Cystic Fibrosis (CF) is almost invariably caused by mutations
occurring in the Cystic Fibrosis Transmembrane Regulator
(CFTR), a protein involved in chloride transport across the cell
membrane. The commonest mutation (accounting for 70% or
more of all CF cases) is the deletion of phenylalanine 508
(DF508) in the nucleotide binding domain-1 (NBD1) of CFTR,
which leads to premature degradation of the nascent protein with
consequent alterations of diverse cellular functions. We recently
showed that protein kinase CK2, which unlike the other protein
kinases has no recognised factors controlling its activity, is susceptible
to allosteric modulation in vitro by peptides reproducing
the sequence encompassing the F508 deletion of CFTR. Consequently
the targeting of several substrates by CK2 is deeply
altered by these DF peptides [1,2]. This prompted us to hypothesize
that in DF508 CFTR expressing cells signalling by CK2
might be subverted, rendering CK2 a new target for therapies
aimed at treating CF.
Lysates of cell lines expressing either wild type or DF508 CFTR
incubated with 32P-GTP in the presence or absence of selective
CK2 inhibitors exhibit significant alterations in the phosphorylation
of CK2 protein substrates.
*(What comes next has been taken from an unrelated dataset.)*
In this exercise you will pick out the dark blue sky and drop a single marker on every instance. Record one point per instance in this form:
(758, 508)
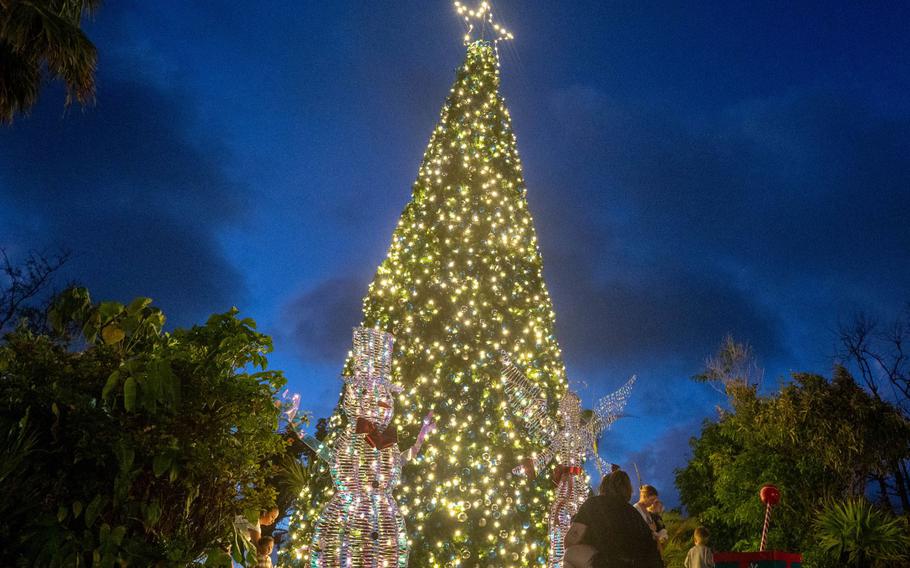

By MS analysis, a number of
proteins whose phosphorylation by CK2 is altered in DF508 cells,
have been identified and some of these have been recognized as
implicated in the process of maturation, stabilization and degradation
of CFTR. Treatment of cells with selective CK2 inhibitors
affects the protein level of CFTR, both wild type and DF508, disclosing
the possibility that modulation of CK2-dependent phosphorylation
may represent a tool for the regulation of expression
and maturation of CFTR, especially in a DF508 CFTR background.
References:
1. Pagano M. A. et al. Biochemistry 2008; 47, 7925–7936.
2. Pagano M. A. et al. Biochem J 2010; 426, 19–29.